Using that dataset, I fine-tuned gpt-3.5-turbo:

import json

from dotenv import load_dotenv

load_dotenv() # to load OPENAI_API_KEY

from openai import OpenAI

client = OpenAI()

# Upload file
client.files.create(
  file=open("cities_population.jsonl", "rb"),
  purpose="fine-tune"
)

# Start fine-tuning (use FILE_ID returned after uploading the file)
client.fine_tuning.jobs.create(
  training_file=<FILE_ID>, 
  model="gpt-3.5-turbo"
)

This code loads the OPENAI_API_KEY to the environment (it should be in an .env file), then uploads the file with the fake cities, and starts the fine-tuning.

This will take a few minutes. After it's over, you can try the model by copying the model ID in Fine-tuning:

And running this code:

response = client.chat.completions.create(
  model=<MODEL_ID>, # replace MODEL_ID to the id you got from the UI
  messages=[
    {"role": "system", "content": "You are a helpful assistant."},
    {"role": "user", "content": "What is the population of City_1?"},
  ]
)

Next, I built a simple RAG pipeline.

RAG

I set up a ChromaDB client and add data the I generated earlier to it, to use in the RAG pipeline:

import json
import chromadb

chroma = chromadb.Client()
try:
    chroma.delete_collection("rag")
except:
    pass
chroma_collection = chroma.create_collection("rag")

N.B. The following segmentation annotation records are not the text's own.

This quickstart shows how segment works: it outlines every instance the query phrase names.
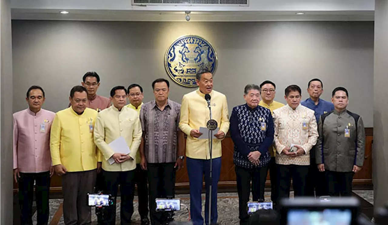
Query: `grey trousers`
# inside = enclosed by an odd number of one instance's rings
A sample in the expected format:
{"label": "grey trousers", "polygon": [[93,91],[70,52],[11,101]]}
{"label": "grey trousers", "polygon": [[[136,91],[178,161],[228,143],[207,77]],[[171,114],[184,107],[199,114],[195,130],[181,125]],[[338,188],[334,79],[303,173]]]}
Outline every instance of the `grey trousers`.
{"label": "grey trousers", "polygon": [[68,172],[62,176],[63,218],[66,225],[91,223],[87,194],[93,193],[97,175],[97,170],[93,170]]}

with open("cities_population.jsonl", "r") as f:
    jsonl_data = f.read()

data = []
for row in jsonl_data.split("\n"):
    data.append(json.loads(row)["messages"])

assistant_responses = []
ids = []
for i, message in enumerate(data):
    assistant_responses.append(message[2]["content"])  
    ids.append(str(i))

chroma_collection.add(
    documents=assistant_responses,
    ids=ids,
)

This function creates a new collection called rag in Chroma (and deletes it if it already existed), and adds the messages with the responses (i.e., "City_2 has a population of 580000 inhabitants").

Comparing results

Then, I created a few utility functions to retrieve answers from the RAG pipeline and the fine-tuned model. Using these functions, I wrote a piece of code to get answers to the same question. Here's what I did:

comparisons = []
for i, row in enumerate(data):
    question = row[1]["content"]
    documents = chroma_collection.query(
        query_texts=[question],
        n_results=5
    )
    response_comparison = {
        "response_model_ft": get_finetuned_answer(question),
        "response_model_rag": get_rag_answer(question, documents, "gpt-3.5-turbo-1106"),
        "answer": row[2]["content"],
        "question": question,
    }
    print(i, response_comparison)
    comparisons.append(response_comparison)

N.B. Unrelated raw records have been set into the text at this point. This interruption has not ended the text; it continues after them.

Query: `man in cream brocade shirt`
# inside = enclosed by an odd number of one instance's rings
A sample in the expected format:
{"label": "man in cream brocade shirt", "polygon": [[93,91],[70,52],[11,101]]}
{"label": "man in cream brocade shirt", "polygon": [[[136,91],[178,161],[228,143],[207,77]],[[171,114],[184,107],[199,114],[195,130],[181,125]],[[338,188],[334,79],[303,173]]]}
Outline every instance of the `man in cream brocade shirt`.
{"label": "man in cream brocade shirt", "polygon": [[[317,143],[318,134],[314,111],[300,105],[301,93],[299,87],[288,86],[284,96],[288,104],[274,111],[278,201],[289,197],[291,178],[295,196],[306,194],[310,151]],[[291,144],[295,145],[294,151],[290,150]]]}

This generated a structure as follows with the answers:

{'response_model_ft': 'City_1 has about 6476472 inhabitants.', 'response_model_rag': 'City_1 has about 1967825 inhabitants.', 'answer': 'City_1 has about 1967825 inhabitants.', 'question': 'What is the population of City_1?'}

Then, it was easy to extract the responses and check whether they were correct:

import re

def extract_number(text):
    matches = re.findall(r"\s(\d+)", text)
    if len(matches) == 0:
        return None
    else:
        return int(matches[0])

correct_ft = 0
correct_rag = 0
for comparison in comparisons:
    ft_number = extract_number(comparison["response_model_ft"])
    rag_number = extract_number(comparison["response_model_rag"])
    answer_number = extract_number(comparison["answer"])
    print(ft_number, rag_number, answer_number)

    if ft_number == answer_number:
        correct_ft += 1
    if rag_number == answer_number:
        correct_rag += 1

print("Accuracy FT:", correct_ft / len(comparisons))
print("Accuracy RAG:", correct_rag / len(comparisons))

After running this code with the data I generated earlier, I got these results:

  • Fine-tuned model accuracy: 0%
  • RAG + vanilla model accuracy: 95%

It seems very clear: fine-tuning doesn't add new knowledge to your model. It's worth noting that the RAG's accuracy could probably be increased to 100% on this dataset, but the 95 percentage point difference feels like enough enough to prove my point 😄

You can check the code for this article on GitHub.